An Esperance man has issued a stark warning to social media users about the dangers of naming and shaming people online, after he fell victim to baseless public allegations that he was a poor parent.
On August 9, Warren Harvey said he was bombarded by messages from concerned friends and family while he was at work after they saw a post about him on the Esperance Name and Shame Facebook Page.
The post, which allegedly contained inaccurate information about both Mr Harvey and his child, was approved by a moderator before it became visible to the page's 6300 members.
Mr Harvey contacted both the page's administrator and a moderator, asking them to remove the post because he believed it was damaging, factually incorrect and did not comply with the rules of the page.
The post was removed, but his questions about its protocols went unanswered.
"If you've volunteered to be the administrator of that page, you're like a watchdog, a guardian that determines what should and shouldn't be posted," Mr Harvey said.
"They may not be the author, but they're the ones who accept or reject the posts, yet they're not willing to accept criticism or accountability.
"There are things published on there about people's private lives and businesses and some of it is completely ludicrous.
"I know the majority of people aren't going to believe it, but it still causes undue stress, unnecessary stress."
When the Esperance Express attempted to contact the page's administrator, it was told they were made administrator without their knowledge and they were trying to delete the page.
Several hours later, the page, which has existed since 2014, was deleted.
However, the following day, a similar page surfaced.
I know the majority of people aren't going to believe it, but it still causes undue stress, unnecessary stress.Esperance man Warren Harvey.
Curtin University media law expert Joseph Fernandez urged people to think carefully about what they chose to publish, confirming that both a post writer and those who publish a post could be held liable for the defamatory comments made on it.
"People often take full advantage of their freedom of expression rights and invite problems when they misunderstand the extent of their freedom to speak out, particularly when the attack on other individuals is unjustified or unsupported by facts," he said.

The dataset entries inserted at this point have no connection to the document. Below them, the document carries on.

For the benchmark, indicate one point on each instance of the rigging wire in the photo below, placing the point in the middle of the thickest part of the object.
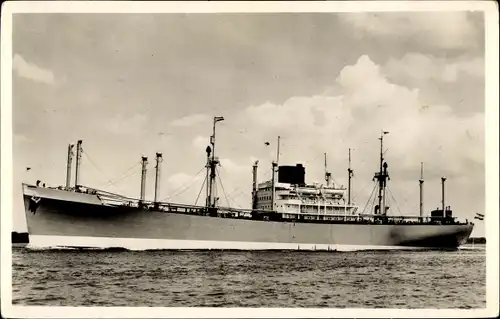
(201, 189)
(123, 175)
(97, 168)
(121, 179)
(184, 187)
(373, 190)
(390, 192)
(222, 186)
(360, 192)
(372, 208)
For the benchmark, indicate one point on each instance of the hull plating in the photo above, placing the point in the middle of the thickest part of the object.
(56, 215)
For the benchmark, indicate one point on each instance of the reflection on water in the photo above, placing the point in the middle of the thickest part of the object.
(368, 279)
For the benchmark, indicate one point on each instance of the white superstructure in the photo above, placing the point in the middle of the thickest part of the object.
(314, 202)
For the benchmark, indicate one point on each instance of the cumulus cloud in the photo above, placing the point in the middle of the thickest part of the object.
(449, 144)
(200, 142)
(127, 125)
(449, 30)
(31, 71)
(423, 67)
(190, 120)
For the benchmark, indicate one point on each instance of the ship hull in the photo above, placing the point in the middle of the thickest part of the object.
(63, 218)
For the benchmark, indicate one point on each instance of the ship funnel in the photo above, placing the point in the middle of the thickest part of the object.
(254, 185)
(78, 162)
(68, 169)
(421, 184)
(143, 177)
(159, 159)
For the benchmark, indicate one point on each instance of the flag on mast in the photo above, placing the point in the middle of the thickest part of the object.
(479, 216)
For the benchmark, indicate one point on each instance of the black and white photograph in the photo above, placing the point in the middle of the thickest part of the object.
(237, 159)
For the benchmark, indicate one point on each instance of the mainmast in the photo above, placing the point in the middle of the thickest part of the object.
(273, 178)
(328, 175)
(254, 185)
(68, 169)
(421, 184)
(443, 179)
(350, 174)
(381, 176)
(159, 160)
(212, 162)
(144, 162)
(78, 161)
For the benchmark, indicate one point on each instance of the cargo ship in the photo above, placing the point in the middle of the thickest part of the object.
(286, 214)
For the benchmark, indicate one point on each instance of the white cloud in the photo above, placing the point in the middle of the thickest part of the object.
(448, 30)
(200, 142)
(31, 71)
(449, 144)
(127, 125)
(422, 67)
(189, 121)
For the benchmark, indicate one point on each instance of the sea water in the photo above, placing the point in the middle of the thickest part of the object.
(363, 279)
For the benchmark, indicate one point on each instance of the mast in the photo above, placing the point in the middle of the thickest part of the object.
(421, 184)
(254, 185)
(68, 169)
(382, 176)
(159, 160)
(143, 178)
(328, 175)
(443, 179)
(78, 162)
(273, 181)
(350, 174)
(211, 166)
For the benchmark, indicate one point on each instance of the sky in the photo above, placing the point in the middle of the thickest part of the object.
(131, 85)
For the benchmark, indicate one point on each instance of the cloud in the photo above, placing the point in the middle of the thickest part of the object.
(31, 71)
(422, 67)
(449, 30)
(200, 142)
(448, 144)
(190, 120)
(127, 125)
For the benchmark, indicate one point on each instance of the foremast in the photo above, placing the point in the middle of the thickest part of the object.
(381, 177)
(212, 162)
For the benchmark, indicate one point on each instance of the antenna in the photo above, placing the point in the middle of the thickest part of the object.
(382, 176)
(421, 184)
(328, 175)
(350, 174)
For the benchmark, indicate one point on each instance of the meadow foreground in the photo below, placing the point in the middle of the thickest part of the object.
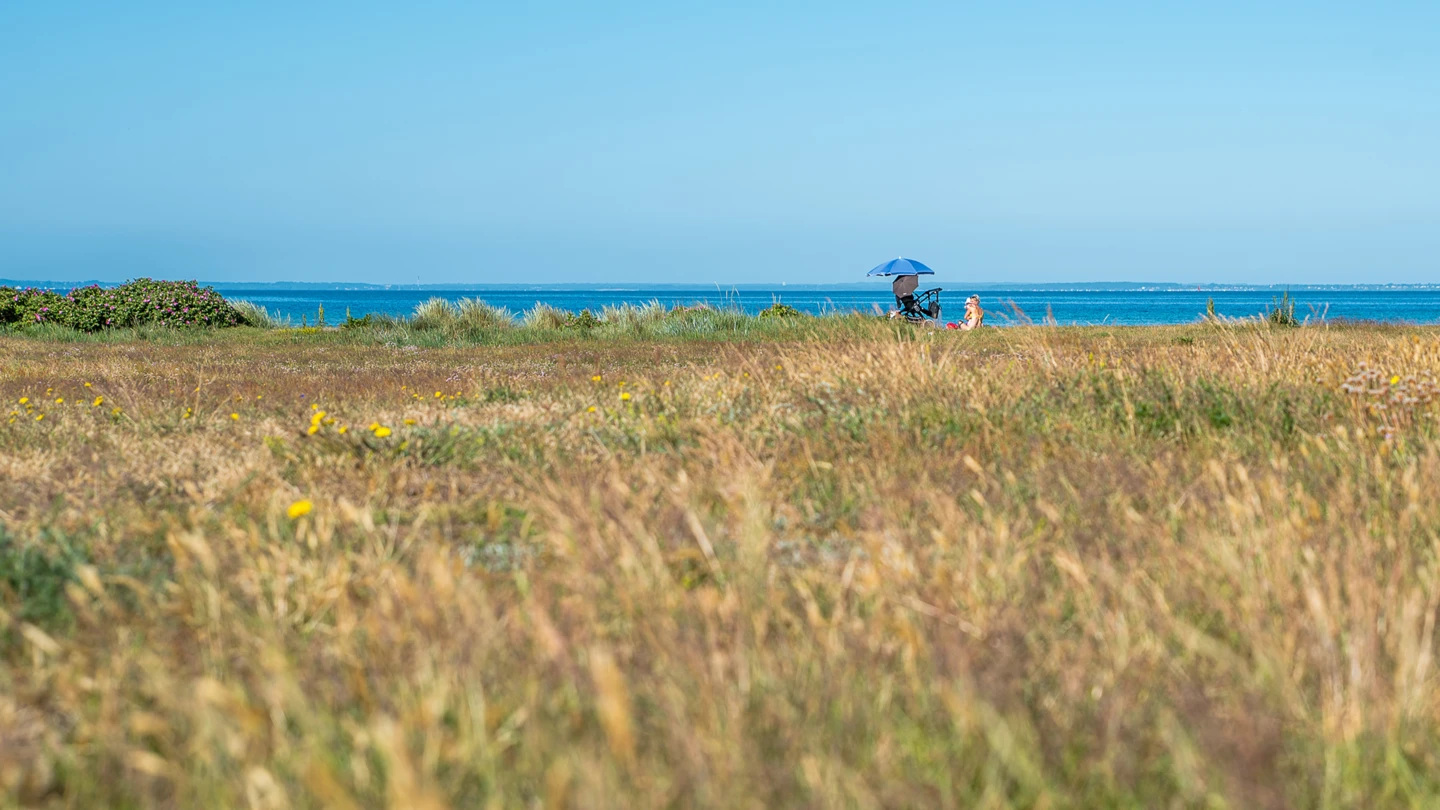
(1175, 567)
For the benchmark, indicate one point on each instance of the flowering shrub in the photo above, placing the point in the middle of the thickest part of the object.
(134, 303)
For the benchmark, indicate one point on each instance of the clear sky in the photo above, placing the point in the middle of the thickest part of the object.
(740, 141)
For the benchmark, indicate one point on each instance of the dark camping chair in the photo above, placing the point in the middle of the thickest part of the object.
(916, 309)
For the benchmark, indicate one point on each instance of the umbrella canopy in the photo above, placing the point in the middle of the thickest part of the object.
(902, 267)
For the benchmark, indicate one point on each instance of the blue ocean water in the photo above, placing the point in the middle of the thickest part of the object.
(1067, 307)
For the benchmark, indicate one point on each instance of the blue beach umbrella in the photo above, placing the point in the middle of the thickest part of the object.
(902, 267)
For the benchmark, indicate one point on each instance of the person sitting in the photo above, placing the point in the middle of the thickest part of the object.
(974, 316)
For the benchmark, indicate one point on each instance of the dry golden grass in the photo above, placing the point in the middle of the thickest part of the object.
(1017, 568)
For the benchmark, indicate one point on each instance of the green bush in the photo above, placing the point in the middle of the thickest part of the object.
(134, 303)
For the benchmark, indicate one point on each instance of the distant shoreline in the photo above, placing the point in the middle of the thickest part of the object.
(624, 287)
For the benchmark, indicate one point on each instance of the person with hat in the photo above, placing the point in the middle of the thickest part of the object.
(974, 316)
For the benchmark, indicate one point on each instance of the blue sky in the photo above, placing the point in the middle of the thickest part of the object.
(739, 141)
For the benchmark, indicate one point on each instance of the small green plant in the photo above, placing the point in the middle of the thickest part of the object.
(1283, 312)
(32, 584)
(585, 319)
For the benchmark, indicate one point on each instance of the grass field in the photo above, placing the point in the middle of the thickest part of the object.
(808, 565)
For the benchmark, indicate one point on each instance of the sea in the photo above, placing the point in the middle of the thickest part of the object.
(1136, 306)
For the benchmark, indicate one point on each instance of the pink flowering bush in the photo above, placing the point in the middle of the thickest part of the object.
(134, 303)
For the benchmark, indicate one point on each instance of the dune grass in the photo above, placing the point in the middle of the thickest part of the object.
(815, 564)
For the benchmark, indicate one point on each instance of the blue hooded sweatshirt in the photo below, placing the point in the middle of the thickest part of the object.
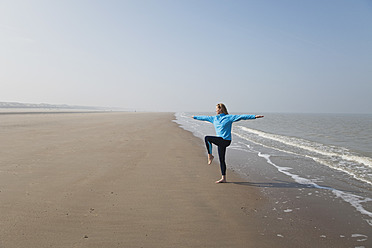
(223, 123)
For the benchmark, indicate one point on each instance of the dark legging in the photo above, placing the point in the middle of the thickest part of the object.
(221, 144)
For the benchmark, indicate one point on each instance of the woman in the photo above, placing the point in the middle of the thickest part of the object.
(222, 123)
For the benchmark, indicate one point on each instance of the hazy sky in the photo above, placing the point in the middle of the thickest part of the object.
(254, 55)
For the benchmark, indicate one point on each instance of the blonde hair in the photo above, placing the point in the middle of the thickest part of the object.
(223, 108)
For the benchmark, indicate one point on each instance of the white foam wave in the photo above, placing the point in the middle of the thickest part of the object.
(334, 157)
(354, 200)
(313, 147)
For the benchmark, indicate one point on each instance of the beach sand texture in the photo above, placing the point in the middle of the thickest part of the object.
(113, 180)
(124, 180)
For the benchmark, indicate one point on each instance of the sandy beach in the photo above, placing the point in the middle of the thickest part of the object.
(130, 180)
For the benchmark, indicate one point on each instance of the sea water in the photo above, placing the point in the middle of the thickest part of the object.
(330, 152)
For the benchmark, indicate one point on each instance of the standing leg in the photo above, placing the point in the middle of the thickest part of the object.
(222, 153)
(208, 143)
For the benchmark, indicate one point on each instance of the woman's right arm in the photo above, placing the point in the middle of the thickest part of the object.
(203, 118)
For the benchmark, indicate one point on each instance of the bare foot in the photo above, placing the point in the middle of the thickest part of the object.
(222, 180)
(210, 158)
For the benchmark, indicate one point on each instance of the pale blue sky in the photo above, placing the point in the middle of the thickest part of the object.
(255, 56)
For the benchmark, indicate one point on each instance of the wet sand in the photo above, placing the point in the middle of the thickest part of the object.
(126, 180)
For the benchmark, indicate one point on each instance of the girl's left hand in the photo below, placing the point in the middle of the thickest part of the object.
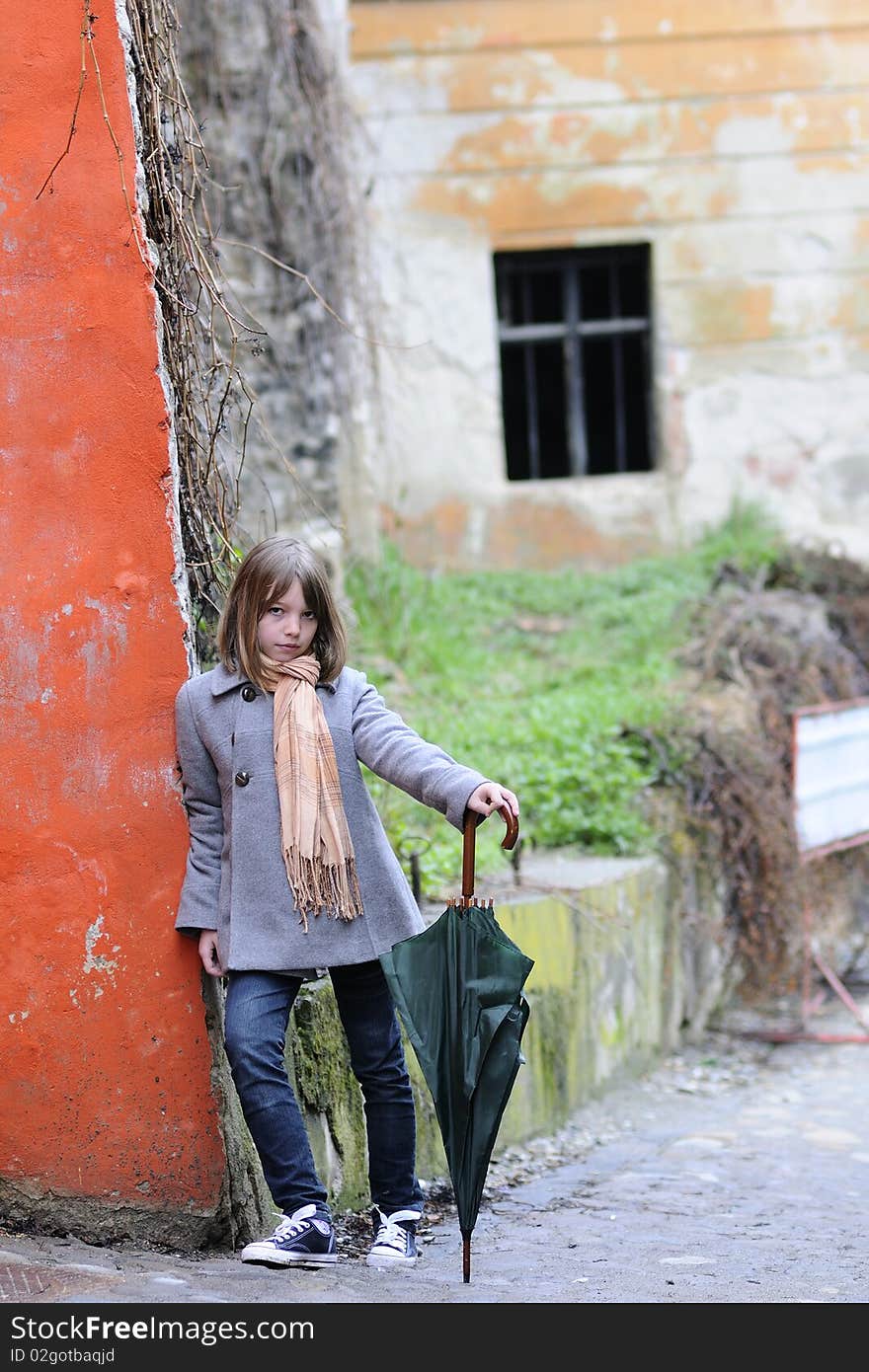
(492, 796)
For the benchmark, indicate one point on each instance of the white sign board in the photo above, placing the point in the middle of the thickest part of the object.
(830, 776)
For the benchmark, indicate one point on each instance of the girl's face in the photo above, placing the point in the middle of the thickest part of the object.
(287, 627)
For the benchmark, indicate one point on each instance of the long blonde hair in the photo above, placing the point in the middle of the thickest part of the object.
(263, 577)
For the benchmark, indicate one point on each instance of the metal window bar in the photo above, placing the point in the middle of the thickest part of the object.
(618, 373)
(530, 390)
(577, 438)
(572, 334)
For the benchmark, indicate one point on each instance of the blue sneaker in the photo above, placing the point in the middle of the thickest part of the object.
(394, 1242)
(303, 1239)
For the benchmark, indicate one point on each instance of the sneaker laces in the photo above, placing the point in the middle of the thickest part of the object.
(390, 1234)
(294, 1224)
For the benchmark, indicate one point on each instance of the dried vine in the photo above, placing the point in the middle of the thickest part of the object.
(199, 331)
(211, 338)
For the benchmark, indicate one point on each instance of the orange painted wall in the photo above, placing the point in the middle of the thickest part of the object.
(105, 1090)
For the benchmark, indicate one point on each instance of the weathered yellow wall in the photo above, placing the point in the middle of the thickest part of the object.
(732, 139)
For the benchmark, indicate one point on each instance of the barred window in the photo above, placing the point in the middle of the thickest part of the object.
(576, 361)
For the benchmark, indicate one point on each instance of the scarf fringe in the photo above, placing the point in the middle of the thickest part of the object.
(320, 885)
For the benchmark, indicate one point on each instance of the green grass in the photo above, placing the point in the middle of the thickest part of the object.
(533, 678)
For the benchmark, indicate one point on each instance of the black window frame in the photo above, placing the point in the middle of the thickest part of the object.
(514, 270)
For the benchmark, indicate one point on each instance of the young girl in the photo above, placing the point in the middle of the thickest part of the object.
(290, 869)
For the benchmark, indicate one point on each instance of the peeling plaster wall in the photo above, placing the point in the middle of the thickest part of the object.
(106, 1102)
(732, 139)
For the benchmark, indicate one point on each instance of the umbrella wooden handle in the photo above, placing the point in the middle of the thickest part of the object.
(471, 820)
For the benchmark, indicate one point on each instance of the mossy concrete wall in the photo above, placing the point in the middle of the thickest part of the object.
(612, 987)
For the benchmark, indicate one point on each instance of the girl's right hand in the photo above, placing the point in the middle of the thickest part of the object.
(209, 953)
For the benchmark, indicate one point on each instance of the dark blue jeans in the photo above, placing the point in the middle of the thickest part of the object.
(257, 1013)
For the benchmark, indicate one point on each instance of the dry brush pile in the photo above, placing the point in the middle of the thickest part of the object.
(795, 636)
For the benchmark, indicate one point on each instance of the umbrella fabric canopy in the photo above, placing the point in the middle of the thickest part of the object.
(457, 988)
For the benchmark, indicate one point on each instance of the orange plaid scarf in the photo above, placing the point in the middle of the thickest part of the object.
(315, 837)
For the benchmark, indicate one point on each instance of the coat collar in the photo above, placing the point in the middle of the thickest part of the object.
(222, 681)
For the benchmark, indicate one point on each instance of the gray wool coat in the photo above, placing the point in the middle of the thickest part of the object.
(236, 879)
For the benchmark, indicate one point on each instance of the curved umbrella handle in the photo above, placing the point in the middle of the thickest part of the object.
(471, 820)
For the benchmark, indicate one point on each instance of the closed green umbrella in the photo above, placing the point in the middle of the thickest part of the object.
(457, 988)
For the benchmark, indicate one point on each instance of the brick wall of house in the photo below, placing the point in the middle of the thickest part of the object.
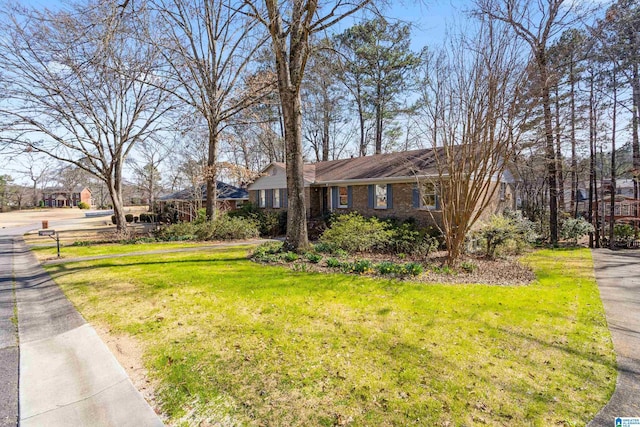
(85, 196)
(402, 205)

"Those individuals whose reputations have been damaged do have opportunities under the law to seek redress.
"This not only applies to the person that posted the material, the person who reposts the material is also in the firing line.
"It's not enough for the operator or the web platform to say that they didn't say it.
"It's long been established that whoever publishes the defamatory matter is also liable for the defamation.
"The speaker of the defamatory material, the writer and the individual that allows the material to be published on their platform is also considered liable.
"Publishers like to consider themselves merely facilitators of other people's conversations, but are somewhat limited in how much they can seek to wash their hands of the liability."
Referencing the recent Dylan Voller case, which saw three media outlets found guilty for defamatory comments on its posts, Mr Fernandez said the courts were prepared to place blame on the publisher of the comment or post, including those that may say they were completely unaware that the post existed on their page.
Although he admitted the ordeal had been stressful, Mr Harvey said he remained grateful for the support of family, friends and members of the community and urged people to think twice before publicly shaming people and businesses.
"If you're not happy with a business, you have many other choices than publicly naming and shaming them," he said.
"I think that one of the things we need to ask ourselves as a community is 'if what I'm writing was about me, would I want everyone to see it?'.
"A lot of good businesses have been [shamed], but it's not about whether it affects the viability of their business, it's about how it impacts them personally."